開発段階の水質浄化装置の中身を手にする中村秋雄KSBテクノ社長
環境ビジネスに取り組むKSBテクノ(千葉市若葉区)は6月上旬、セラミック製品製造販売の千葉セラミック工業(同市稲毛区)と共同開発した河川や下水用の水質浄化装置「TP(タピオライト)クリーンアップ」を使い、若葉区の坂月川で実証実験を始める。鉱石やセラミックを入れた円筒形の装置を水に沈めておくだけで、臭気改善や土壌の改良につながるのが製品の特徴。効果を検証し、工場や養畜産施設など下水を排出する事業所を主なターゲットに、本格販売に乗り出したい考えだ。
共同開発したのは、ステンレス製の入れ物に、千葉セラミック工業が製造する何種類ものセラミックを配合したものや、スペイン産の鉱石などを入れた装置。

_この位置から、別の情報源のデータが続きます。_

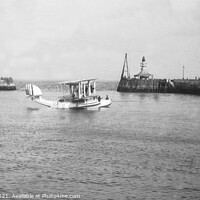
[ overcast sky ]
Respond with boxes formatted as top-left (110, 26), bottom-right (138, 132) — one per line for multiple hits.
top-left (0, 0), bottom-right (200, 80)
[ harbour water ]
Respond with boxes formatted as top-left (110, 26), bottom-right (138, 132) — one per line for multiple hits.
top-left (0, 82), bottom-right (200, 200)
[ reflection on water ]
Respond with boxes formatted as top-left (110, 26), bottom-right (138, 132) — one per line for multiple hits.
top-left (0, 90), bottom-right (200, 200)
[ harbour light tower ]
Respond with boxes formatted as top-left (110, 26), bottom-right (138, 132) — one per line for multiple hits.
top-left (121, 53), bottom-right (130, 79)
top-left (134, 56), bottom-right (153, 79)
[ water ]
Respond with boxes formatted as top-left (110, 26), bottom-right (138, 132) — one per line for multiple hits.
top-left (0, 82), bottom-right (200, 200)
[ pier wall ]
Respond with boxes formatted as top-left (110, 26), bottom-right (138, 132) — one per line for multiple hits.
top-left (117, 78), bottom-right (200, 95)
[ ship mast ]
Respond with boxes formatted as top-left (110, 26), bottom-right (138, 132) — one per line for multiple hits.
top-left (121, 53), bottom-right (130, 79)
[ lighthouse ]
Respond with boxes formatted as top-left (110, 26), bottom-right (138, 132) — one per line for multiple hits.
top-left (134, 56), bottom-right (153, 79)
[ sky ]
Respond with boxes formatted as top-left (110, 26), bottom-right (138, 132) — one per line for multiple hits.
top-left (0, 0), bottom-right (200, 81)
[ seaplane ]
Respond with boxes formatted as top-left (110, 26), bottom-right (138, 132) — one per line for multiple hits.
top-left (25, 79), bottom-right (112, 109)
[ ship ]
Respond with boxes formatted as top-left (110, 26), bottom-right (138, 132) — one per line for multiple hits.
top-left (0, 77), bottom-right (16, 90)
top-left (117, 54), bottom-right (200, 95)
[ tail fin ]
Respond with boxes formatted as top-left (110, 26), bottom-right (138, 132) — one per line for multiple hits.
top-left (25, 84), bottom-right (42, 97)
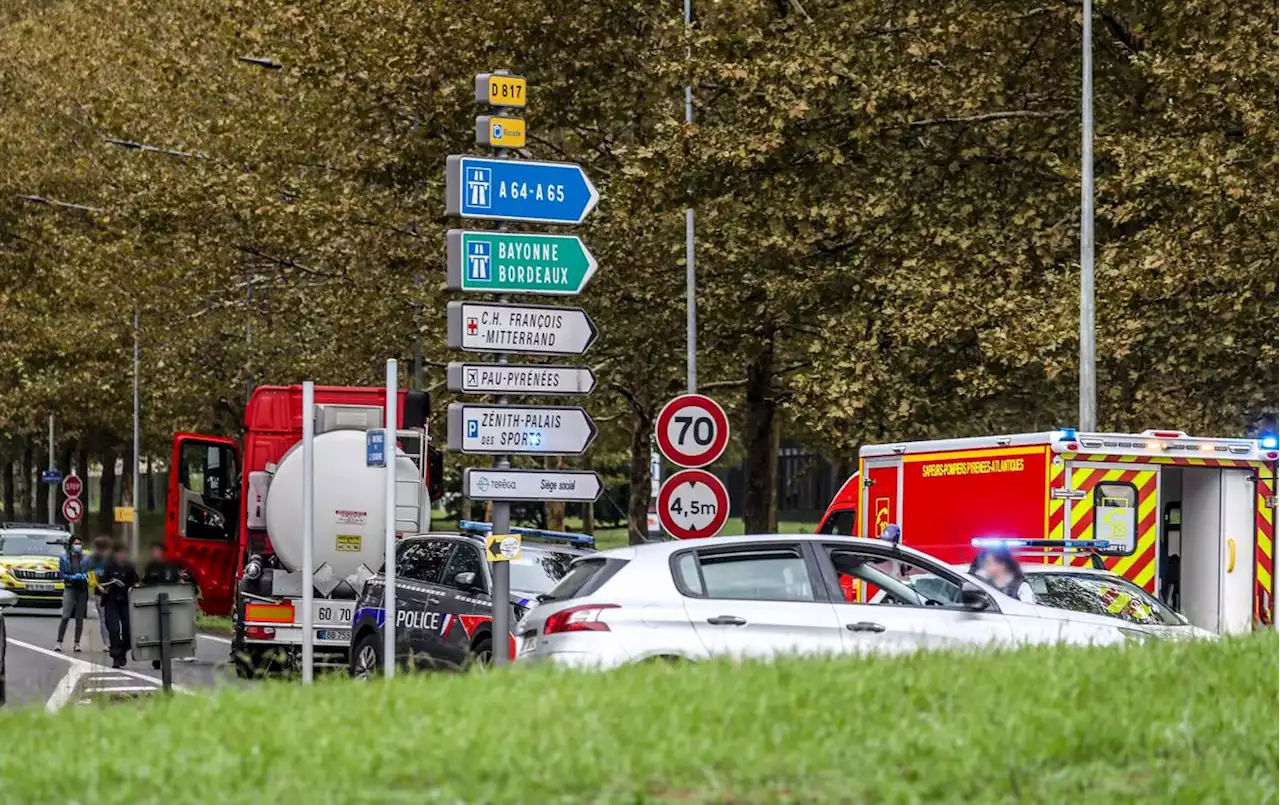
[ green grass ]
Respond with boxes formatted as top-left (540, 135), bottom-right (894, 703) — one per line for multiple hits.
top-left (196, 612), bottom-right (236, 635)
top-left (0, 635), bottom-right (1280, 805)
top-left (431, 517), bottom-right (818, 550)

下水や河川に入れると、水に反応して二次電磁波が発生。電磁波が水中の微生物を活性化させるとともに、悪臭や汚れの原因となる塩素や硫化水素を分解する仕組み。既に下水処理施設や養鶏場に販売し、実績を上げている。
価格は排水量や汚濁の状況によっても変わるが、1台30万~100万円ほど。1日1万トンの廃水を出す場合、約100万円となる。購入後は1年~1年半ごとに1回中身の交換が必要。導入企業にとっては、排水処理にかかる薬品代などのコスト削減が期待できる。